By Jennifer Smola
The Columbus Dispatch, Ohio
WWR Article Summary (tl;dr) Now that “Me Too” has become a global phenomenon, founder Tarana Burke says she hopes to shift the narrative to how best to help those survivors heal and connect with resources.
The Columbus Dispatch, Ohio
Tarana Burke was in her early 20s, fresh out of college and working at a youth leadership camp when she was confronted with a child’s story of sexual abuse.
She froze, unsure of what to say.
Burke quickly directed the child to a counselor, feeling unequipped to help herself. But Burke’s silence weighed on her as soon as the young girl walked away.
“I couldn’t bring myself to tell that child that it happened to me, too,” Burke, founder of the Me Too movement, said at Columbus State Community College’s Courageous Conversations series Monday evening.
Years later, Burke knew she had to incorporate the phrase into her work as a social justice advocate, and six months ago, those two words would spread around the globe overnight, sparking an empowerment movement of victims of sexual assault and harassment.

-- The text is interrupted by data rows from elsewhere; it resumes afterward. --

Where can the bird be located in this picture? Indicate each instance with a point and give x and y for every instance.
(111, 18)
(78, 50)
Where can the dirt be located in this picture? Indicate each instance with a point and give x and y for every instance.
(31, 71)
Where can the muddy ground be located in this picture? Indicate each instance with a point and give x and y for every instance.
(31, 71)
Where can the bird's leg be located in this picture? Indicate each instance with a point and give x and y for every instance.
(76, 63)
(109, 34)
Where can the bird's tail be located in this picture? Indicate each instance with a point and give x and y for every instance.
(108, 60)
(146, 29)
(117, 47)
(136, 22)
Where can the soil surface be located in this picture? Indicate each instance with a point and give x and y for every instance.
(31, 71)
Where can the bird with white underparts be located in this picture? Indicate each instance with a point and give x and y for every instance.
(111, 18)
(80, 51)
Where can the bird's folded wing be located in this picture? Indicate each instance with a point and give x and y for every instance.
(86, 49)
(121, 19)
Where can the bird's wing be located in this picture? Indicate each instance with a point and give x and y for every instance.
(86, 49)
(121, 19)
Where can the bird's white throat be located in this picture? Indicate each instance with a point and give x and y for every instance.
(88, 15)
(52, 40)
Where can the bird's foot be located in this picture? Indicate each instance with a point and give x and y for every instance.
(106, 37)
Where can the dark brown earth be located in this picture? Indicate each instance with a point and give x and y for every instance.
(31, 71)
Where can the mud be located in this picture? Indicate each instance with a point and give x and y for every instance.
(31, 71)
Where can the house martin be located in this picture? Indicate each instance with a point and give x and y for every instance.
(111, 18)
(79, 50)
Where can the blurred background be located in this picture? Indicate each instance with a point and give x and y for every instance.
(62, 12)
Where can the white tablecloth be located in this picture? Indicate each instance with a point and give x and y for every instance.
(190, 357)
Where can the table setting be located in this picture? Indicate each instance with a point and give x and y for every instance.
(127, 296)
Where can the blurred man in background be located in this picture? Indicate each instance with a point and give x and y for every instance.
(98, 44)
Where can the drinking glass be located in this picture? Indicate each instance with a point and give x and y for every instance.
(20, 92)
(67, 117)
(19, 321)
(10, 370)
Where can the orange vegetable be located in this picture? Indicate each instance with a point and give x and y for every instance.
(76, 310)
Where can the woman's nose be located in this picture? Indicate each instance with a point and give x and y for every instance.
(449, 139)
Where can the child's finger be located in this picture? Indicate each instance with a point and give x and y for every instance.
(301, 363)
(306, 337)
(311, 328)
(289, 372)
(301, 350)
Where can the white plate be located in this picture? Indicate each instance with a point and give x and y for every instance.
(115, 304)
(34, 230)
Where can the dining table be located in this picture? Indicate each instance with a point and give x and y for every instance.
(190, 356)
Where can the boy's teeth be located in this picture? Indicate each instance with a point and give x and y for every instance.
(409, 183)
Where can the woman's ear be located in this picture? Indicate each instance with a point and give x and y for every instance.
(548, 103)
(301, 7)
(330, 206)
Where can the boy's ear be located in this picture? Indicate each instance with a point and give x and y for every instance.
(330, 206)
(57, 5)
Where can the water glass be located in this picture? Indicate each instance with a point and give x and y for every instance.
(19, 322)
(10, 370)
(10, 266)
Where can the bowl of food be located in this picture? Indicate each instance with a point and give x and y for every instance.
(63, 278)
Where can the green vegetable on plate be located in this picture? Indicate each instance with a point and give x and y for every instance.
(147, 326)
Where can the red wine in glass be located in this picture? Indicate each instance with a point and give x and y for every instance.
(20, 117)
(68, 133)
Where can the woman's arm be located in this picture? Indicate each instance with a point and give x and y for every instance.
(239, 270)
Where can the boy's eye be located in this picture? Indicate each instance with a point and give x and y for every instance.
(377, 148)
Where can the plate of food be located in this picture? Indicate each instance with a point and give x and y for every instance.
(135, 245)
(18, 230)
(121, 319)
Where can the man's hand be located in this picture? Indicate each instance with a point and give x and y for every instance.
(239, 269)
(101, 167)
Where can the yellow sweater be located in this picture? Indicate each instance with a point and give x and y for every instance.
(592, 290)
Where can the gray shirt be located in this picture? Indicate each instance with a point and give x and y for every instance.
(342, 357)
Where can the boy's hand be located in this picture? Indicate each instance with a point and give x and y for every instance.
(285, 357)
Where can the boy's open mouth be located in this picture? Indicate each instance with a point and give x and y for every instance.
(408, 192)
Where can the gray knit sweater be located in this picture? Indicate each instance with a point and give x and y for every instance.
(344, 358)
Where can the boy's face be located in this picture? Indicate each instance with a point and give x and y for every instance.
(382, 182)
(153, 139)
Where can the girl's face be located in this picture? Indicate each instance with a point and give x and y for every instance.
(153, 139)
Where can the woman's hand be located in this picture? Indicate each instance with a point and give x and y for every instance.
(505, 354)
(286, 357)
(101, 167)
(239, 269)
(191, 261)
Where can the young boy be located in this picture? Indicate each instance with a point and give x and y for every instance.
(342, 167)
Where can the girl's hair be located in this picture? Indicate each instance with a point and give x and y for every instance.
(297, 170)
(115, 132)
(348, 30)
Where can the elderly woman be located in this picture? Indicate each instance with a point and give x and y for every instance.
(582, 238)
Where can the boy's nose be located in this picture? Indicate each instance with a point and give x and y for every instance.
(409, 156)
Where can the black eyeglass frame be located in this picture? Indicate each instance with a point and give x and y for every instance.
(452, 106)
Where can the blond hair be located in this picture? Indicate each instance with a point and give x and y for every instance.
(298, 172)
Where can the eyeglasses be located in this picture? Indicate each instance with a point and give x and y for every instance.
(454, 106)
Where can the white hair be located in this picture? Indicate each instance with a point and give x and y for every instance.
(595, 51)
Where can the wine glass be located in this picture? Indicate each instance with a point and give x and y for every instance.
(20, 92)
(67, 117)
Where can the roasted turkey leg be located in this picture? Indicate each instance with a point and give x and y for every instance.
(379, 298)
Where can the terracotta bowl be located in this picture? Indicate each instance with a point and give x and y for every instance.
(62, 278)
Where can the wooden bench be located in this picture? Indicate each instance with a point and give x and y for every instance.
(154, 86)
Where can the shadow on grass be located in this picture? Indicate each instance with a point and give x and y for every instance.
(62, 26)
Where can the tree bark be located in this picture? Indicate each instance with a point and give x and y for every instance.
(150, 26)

Burke is credited with first using the phrase in her work more than a decade ago with Just Be Inc., the organization she founded, focusing on the well-being of women and girls of color. But last fall, the #MeToo hashtag went viral after actress Alyssa Milano tweeted the phrase, encouraging those on social media to share those two words if they’d been victims of sexual assault or harassment. Her tweet has about 68,000 replies and nearly 25,000 retweets. CBS News reported there were more than 12 million Facebook posts, comments and reactions regarding the phrase in less than 24 hours after it started spreading.
Now that Me Too has become a global phenomenon, Burke said she hopes to shift the narrative to how best to help those survivors heal and connect them with resources.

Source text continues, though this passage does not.